Diversity of M. ulcerans isolates from Ghana. Evidence for diversity of the ST1 locus in African isolates (Table 1) prompted us to analyze additional collections consisting of 12 disease isolates from Benin and 54 isolates from Ghana (Table 2). All of the strains from Benin and the majority of the Ghanaian strains had an ST1 allele (BD) with two repeats. However, in most strains from the Amansie-West district (including ITM-970359) (Table 1), a second allele with only one repeat (C) was identified (Table 2). When the Ghanaian isolates were tested for diversity in the MIRU 1 (23) and VNTR 8, 9, and 19 loci, which were previously described as polymorphic in M. ulcerans strains having different geographical origins (3), diversity was also found in the MIRU 1 locus. Sequence analysis of PCR products of selected strains confirmed the size differences observed by agarose gel electrophoresis and identified two sequence variants of the MIRU 1 repeat unit (designated A and B) (Fig. 1).
Altogether, three VNTR allele combinations were found in the clinical isolates from Ghana (Table 2 and Fig. 2 and 3). While all isolates from the Ga, Akwapim South, Ahafo-Ano North, and Akim Abuakwa districts had ST1/MIRU 1 allele combination 1 (BD/B), two allele combinations, allele combinations 1 and 2 (C/BAA), were found in the five isolates from the Amansie-West district. A third allele combination (BD/BAA) was found in two strains (Agy99 from the Ga district and ITM 97-0359 from the Ashanti region) isolated before 2000 in Ghana and in all other African isolates.
DISCUSSION
Molecular typing methods, such as multilocus sequence typing, 16S rRNA sequencing, restriction fragment length polymorphism analysis, and variable number of tandem repeat typing, have revealed a remarkable lack of genetic diversity of M. ulcerans and a clonal population structure in certain geographical regions. In particular, the discriminatory power of all these methods is insufficient to differentiate between African isolates. Innovative molecular genetic fingerprinting methods are therefore required for local epidemiological studies that aim to reveal transmission pathways and environmental reservoirs of M. ulcerans. The first attempts to use VNTR typing for M. ulcerans (3, 23) identified variable loci suitable for discrimination of disease isolates at the continent level. In this study we used a newly identified VNTR (ST1) and four previously described VNTRs to analyze the genetic diversity in a collection of 71 M. ulcerans strains from Africa, including 57 isolates from Ghana. Three of the previously described VNTRs, VNTRs 8, 9, and 19 (3), were not able to discriminate among the African strains. However, MIRU 1 (23) and the newly identified locus (ST1) defined three subgroups for the Ghanaian strains.
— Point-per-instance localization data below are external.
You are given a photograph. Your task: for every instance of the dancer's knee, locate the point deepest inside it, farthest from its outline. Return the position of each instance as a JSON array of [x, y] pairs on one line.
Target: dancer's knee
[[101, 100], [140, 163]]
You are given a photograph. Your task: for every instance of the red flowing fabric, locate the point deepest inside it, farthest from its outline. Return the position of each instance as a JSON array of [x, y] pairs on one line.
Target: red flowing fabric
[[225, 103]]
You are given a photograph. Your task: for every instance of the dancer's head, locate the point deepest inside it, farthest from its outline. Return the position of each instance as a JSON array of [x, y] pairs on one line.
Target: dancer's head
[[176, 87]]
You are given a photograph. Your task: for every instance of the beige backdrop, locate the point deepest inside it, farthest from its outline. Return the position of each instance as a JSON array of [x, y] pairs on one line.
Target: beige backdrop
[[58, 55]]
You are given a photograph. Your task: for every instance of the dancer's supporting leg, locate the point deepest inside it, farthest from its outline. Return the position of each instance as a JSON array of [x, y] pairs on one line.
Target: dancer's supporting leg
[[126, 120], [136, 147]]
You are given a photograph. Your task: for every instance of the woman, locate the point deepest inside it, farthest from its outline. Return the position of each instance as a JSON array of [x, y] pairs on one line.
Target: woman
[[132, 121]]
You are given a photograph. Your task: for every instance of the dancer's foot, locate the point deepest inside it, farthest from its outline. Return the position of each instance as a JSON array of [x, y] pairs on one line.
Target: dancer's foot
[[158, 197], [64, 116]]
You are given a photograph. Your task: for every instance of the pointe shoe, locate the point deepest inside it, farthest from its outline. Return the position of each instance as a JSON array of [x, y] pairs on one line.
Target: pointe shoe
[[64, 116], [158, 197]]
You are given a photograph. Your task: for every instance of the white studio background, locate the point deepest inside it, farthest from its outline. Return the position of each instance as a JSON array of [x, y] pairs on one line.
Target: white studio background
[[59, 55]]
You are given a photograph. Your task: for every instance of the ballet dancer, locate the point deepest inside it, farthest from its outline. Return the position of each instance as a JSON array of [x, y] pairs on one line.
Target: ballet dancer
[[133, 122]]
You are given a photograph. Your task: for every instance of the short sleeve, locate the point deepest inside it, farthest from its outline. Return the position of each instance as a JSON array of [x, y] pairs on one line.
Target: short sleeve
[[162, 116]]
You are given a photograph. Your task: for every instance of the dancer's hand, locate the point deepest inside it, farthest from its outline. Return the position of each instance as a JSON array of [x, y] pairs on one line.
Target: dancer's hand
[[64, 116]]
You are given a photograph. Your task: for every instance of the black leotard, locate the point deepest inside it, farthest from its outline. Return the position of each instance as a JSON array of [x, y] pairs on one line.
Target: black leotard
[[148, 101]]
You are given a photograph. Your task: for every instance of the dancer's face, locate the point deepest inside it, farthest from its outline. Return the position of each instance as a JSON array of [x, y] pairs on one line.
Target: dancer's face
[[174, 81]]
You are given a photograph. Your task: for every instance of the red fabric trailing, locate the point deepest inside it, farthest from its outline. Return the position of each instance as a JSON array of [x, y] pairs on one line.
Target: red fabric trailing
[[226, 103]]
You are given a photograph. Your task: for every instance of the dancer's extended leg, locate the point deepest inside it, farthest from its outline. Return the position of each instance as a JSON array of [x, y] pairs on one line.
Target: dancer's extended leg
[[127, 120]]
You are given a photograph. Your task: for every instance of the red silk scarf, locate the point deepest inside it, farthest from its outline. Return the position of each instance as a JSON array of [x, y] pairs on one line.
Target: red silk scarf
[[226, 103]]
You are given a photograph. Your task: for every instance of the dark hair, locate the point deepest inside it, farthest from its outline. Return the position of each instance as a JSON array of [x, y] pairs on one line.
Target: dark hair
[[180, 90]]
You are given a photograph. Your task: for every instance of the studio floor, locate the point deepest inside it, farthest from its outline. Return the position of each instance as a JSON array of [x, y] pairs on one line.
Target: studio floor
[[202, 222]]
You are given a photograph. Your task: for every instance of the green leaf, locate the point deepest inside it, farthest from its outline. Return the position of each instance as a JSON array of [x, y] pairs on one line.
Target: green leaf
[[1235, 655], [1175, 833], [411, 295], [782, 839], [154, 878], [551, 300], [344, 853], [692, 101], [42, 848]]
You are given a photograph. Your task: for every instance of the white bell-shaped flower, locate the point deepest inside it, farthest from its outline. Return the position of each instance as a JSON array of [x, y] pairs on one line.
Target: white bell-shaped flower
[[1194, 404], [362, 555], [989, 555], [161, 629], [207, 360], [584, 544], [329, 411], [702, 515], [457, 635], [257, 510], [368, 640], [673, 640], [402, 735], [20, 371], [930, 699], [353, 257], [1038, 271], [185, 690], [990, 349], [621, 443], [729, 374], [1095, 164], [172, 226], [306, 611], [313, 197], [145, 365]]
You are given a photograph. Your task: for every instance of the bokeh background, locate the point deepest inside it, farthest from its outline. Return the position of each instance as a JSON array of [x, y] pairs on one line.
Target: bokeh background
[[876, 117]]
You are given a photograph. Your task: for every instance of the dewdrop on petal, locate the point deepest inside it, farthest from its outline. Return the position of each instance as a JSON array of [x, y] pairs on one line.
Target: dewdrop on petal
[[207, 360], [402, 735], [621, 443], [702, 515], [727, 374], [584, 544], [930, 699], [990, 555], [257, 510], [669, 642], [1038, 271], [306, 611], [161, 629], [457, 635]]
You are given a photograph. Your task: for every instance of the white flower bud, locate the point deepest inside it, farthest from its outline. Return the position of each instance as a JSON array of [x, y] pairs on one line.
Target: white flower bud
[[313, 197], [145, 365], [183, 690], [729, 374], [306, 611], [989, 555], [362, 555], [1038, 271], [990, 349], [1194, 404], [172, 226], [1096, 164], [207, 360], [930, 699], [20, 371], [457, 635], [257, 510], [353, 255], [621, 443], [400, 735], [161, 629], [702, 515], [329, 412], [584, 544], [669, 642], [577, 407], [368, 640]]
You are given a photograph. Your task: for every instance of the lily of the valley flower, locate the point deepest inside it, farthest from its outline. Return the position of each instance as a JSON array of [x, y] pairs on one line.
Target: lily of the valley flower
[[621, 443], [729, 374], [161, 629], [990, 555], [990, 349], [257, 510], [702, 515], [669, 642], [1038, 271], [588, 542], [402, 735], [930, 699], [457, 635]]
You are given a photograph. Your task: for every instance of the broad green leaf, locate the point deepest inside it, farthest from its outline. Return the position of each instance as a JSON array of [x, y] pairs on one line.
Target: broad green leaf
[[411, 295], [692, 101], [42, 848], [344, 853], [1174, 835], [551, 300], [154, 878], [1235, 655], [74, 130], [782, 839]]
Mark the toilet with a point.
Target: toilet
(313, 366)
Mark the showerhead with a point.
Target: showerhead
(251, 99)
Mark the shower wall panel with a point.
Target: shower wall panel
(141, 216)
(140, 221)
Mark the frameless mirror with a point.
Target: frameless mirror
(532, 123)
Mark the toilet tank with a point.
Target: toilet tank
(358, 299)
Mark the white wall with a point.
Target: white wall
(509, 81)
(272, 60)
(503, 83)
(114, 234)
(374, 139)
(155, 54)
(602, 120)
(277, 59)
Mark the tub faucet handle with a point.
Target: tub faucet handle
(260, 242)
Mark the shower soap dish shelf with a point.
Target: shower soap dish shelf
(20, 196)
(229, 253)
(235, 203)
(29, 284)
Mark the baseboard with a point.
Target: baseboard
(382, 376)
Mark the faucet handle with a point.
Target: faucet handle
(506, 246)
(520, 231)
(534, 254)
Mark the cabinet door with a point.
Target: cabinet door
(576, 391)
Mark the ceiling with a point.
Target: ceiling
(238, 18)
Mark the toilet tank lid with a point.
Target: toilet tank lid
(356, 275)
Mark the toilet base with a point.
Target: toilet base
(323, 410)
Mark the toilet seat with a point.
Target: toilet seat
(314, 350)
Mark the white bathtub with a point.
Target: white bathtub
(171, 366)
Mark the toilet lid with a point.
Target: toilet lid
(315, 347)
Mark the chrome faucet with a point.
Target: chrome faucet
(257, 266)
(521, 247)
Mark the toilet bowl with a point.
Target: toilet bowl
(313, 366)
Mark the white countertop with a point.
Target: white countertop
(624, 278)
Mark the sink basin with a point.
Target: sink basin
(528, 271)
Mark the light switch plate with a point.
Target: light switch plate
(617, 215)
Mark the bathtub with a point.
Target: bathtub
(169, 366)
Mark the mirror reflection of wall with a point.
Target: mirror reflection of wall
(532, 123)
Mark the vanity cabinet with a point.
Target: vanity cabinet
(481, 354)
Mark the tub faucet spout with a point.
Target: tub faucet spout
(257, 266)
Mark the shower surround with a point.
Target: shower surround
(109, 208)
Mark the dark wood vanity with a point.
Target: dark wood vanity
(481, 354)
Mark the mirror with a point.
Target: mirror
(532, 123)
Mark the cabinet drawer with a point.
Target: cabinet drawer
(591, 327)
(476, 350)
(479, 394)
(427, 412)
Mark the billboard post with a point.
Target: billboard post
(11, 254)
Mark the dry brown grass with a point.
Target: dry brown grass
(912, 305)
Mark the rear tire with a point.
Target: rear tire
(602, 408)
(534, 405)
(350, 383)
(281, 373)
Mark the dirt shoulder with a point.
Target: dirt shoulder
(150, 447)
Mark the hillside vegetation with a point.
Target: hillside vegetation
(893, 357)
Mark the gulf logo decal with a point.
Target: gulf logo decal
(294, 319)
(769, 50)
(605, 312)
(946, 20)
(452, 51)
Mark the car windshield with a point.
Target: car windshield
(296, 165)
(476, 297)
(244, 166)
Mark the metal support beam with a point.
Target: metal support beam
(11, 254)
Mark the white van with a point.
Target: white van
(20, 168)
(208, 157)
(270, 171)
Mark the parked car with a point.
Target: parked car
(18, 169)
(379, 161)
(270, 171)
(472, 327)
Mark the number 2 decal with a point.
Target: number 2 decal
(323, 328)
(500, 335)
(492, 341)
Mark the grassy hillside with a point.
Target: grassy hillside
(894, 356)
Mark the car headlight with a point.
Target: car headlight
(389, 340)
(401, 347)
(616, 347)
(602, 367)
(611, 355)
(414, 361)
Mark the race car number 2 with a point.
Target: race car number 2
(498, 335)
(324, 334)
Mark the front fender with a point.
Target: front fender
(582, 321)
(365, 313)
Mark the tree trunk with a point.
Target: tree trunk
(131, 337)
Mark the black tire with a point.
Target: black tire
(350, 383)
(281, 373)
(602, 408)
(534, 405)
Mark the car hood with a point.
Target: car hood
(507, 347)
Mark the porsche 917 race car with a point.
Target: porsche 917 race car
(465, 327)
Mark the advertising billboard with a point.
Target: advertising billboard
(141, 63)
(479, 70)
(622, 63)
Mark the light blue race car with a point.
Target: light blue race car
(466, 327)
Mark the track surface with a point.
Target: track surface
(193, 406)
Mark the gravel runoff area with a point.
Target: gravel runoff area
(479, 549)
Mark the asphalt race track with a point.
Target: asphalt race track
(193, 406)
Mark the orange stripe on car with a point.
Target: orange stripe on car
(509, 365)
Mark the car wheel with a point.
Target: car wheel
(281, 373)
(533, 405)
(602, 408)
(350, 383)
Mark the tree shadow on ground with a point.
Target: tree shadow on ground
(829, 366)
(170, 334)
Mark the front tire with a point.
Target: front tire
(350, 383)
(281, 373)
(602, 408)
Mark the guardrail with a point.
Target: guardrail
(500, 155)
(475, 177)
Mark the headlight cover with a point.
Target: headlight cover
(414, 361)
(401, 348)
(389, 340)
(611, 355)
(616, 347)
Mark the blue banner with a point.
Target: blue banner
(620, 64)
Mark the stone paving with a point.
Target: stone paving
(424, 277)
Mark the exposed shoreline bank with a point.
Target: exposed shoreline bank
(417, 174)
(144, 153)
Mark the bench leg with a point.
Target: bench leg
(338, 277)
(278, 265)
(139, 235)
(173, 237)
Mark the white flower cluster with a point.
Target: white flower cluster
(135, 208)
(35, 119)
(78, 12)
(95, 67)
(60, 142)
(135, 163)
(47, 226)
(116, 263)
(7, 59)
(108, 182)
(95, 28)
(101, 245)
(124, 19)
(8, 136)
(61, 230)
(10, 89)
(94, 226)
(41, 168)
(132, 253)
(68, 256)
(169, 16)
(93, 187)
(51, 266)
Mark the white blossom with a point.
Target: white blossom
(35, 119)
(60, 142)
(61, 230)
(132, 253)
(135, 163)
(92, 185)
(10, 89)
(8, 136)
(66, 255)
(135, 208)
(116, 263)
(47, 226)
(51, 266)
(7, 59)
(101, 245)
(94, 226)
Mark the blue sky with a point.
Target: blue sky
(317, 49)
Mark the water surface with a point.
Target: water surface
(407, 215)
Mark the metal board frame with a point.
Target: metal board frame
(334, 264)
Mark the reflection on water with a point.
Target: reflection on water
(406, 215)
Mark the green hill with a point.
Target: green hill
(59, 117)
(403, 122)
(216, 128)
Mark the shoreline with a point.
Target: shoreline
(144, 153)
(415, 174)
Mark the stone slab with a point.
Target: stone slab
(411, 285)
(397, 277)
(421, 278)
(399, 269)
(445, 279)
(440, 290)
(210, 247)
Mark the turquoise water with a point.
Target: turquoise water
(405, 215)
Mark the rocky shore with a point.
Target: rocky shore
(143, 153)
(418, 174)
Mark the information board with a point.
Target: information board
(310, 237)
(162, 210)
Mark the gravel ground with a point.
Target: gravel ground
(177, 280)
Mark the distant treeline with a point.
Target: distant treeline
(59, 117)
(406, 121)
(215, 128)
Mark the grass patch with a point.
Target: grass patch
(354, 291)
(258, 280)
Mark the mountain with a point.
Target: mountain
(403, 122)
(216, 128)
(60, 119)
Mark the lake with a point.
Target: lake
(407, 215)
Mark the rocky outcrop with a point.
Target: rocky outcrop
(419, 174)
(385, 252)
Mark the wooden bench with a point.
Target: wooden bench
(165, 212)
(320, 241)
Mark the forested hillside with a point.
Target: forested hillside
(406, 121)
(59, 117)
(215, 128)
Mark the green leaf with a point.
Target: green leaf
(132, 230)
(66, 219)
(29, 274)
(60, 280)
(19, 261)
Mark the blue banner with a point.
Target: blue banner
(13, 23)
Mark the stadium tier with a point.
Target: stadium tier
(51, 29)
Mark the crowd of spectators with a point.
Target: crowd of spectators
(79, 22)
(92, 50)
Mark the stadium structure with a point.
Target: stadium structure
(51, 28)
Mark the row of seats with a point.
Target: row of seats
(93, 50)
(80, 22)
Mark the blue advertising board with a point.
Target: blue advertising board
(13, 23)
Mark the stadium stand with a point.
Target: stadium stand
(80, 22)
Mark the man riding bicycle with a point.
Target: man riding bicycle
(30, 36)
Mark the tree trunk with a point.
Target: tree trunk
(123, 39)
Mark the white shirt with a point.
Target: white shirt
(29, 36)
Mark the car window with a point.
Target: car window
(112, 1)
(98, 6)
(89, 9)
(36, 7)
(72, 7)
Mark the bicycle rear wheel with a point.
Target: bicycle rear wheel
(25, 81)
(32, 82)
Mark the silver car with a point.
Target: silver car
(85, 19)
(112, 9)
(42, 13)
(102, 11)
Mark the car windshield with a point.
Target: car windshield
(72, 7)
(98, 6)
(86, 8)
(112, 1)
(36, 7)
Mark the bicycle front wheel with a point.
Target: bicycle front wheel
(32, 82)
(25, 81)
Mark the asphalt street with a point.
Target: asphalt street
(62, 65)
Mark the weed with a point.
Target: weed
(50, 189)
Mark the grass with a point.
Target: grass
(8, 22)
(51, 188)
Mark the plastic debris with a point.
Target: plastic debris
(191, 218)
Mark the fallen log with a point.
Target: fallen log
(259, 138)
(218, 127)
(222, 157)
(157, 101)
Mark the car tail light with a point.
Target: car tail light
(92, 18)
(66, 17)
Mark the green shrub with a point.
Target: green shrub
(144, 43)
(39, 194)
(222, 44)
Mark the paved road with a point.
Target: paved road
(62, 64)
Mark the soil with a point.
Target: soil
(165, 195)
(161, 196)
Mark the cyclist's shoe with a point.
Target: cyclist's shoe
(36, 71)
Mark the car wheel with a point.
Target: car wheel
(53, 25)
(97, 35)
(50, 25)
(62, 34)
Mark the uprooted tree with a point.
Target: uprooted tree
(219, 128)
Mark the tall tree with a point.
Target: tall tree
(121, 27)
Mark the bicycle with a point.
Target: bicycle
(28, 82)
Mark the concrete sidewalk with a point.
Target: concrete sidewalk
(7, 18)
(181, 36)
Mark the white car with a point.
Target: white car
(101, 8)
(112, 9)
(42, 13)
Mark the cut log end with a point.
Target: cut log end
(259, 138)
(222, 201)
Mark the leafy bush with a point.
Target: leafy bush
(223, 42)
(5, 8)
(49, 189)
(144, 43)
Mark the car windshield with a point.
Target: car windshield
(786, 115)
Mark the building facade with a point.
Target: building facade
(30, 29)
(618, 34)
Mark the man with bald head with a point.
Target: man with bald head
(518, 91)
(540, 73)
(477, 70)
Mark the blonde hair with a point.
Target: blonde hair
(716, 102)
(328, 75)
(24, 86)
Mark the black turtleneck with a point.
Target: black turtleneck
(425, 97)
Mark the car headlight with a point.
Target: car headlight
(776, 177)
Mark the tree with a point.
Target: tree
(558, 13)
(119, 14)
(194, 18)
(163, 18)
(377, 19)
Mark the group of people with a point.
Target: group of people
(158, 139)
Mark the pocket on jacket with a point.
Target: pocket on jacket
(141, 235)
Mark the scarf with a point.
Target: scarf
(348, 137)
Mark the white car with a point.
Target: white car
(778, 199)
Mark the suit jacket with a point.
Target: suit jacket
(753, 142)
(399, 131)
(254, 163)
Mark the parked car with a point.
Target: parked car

The fact that two allele combinations (BD/B and C/BAA) that differ from the common African combination (BD/BAA) were found in a recent (2001 to 2003) collection of Ghanaian isolates is indicative of the ongoing microevolution of M. ulcerans and of the spread of new variants within Ghana. It is tempting to hypothesize that allele combination 3 (BD/BAA) represents an ancestor-like genotype and that the other combinations evolved by reduction of the number of the repeat unit in the ST1 locus (from BD to C) or in the MIRU 1 locus (from BAA to B). While conversion of the MIRU 1 locus from BAA to B could be explained by deletion of the two A repeat units, conversion of the ST1 locus from BD to C by a deletion mechanism would require that a central sequence stretch of the BD repeat region comprising portions of both the B and D repeat units was lost, yielding the hybrid repeat unit C.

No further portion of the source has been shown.